Estas palabras del príncipe dieron el tono a cuanto se dijo después sobre Hadji Murat. Los cortesanos se dieron cuenta de que cuanto más ensalzaban la importancia de éste, más agradable le resultaba aquello al príncipe Vorontsov.
—¡Asombrosa la audacia de ese hombre! ¡Es un sujeto extraordinario!
—¡Vaya si lo es! En 1849, en pleno día, entró a la fuerza en Temir-Khan-Shura y saqueó las tiendas.
Un armenio, sentado al extremo de la mesa, que había estado a la sazón en Temir-Khan-Shura, facilitó detalles de esa hazaña de Hadji Murat.
En general, durante toda la comida no se habló más que de Hadji Murat. Todos, a cada cual más, alabaron su valentía, su inteligencia, su magnanimidad. Alguien contó que había mandado pasar por las armas a veintiséis prisioneros. Pero incluso eso sólo provocó el comentario habitual:
—¡Qué se le va a hacer! ¡La guerra es la guerra!
—Es un gran hombre.
—Si hubiese nacido en Europa, habría sido quizá un nuevo Napoleón —apuntó el estúpido príncipe georgiano, que tenía el don de la adulación. Sabía que toda alusión a Napoleón, por cuya derrota Vorontsov llevaba al cuello la cruz blanca, sería agradable a éste.
—Bueno, si no Napoleón, al menos un brioso general de caballería…, sí —dijo Vorontsov.
—Si no Napoleón, entonces su general Murat.
—Y también se llama Murat.
—Hadji Murat se ha rendido y el fin de Shamil está a la vista —comentó alguien.
—Se tiene la impresión de que ahora (ese «ahora» quería decir «bajo el mando de Vorontsov») no podrán ya resistir —dijo otro.
—Todo eso gracias a usted —dijo Manana Orbelyani.
El príncipe Vorontsov trató de moderar las olas de adulación que empezaban a sumergirle. Pero aquello era de su agrado y, en la mejor disposición de ánimo, se levantó de la mesa y condujo a su dama al salón.

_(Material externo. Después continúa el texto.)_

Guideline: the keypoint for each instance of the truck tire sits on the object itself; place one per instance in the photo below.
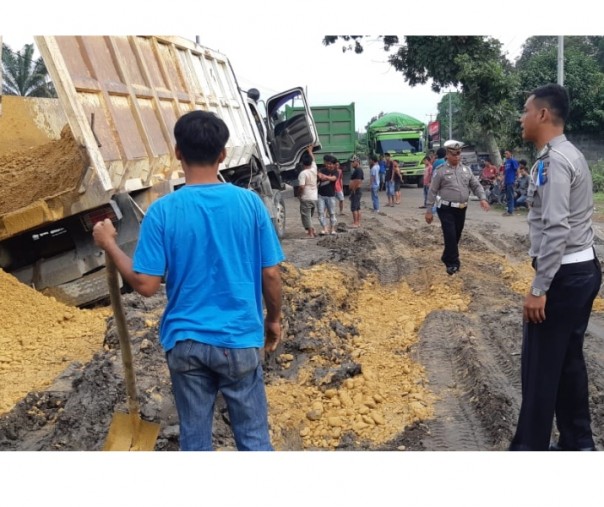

Después de la comida, cuando se servía el café en el salón, el príncipe se mostró especialmente amable con todos y, acercándose al general de los bigotes rojizos y enhiestos, se esforzó por mostrarle que no había notado su falta de tacto.
Tras haber hecho la ronda de todos sus invitados, el príncipe se sentó a una partida de cartas. Jugaba sólo a un juego antiguo, parecido al rentoy. Sus compañeros de juego eran el príncipe georgiano, un general armenio a quien el ayuda de cámara del príncipe había enseñado ese juego y, por último, como cuarto participante conocido por su influencia, el doctor Andreyevski.
Colocando a su lado la tabaquera de oro con el retrato de Alejandro I, Vorontsov abrió una baraja nueva satinada e iba a repartir las cartas cuando entró el ayuda de cámara, el italiano Giovanni, con una carta en una bandeja de plata.
—Otro correo, Vuestra Excelencia. Vorontsov dejó las cartas en la mesa y, excusándose, rompió el sello y empezó a leer.
La carta era de su hijo, que le informaba de la sumisión de Hadji Murat y de su altercado con Meller-Zakomelski.
La princesa se acercó a preguntar qué le decía su hijo.
—Lo de siempre. Ha tenido alguna desavenencia con el comandante de la zona. Simon no ha tenido razón —contestó él en francés, y agregó en inglés—: Pero todo está bien si termina bien, —y alargó la carta a su mujer. Y, volviéndose a sus compañeros de juego que aguardaban respetuosamente, les rogó que escogieran sus cartas.
Cuando se repartió la primera mano, Vorontsov hizo lo que siempre hacía cuando se hallaba de muy buen humor: con su mano vieja, blanca y arrugada, tomó un polvo de rapé francés, se lo llevó a la nariz y lo aspiró.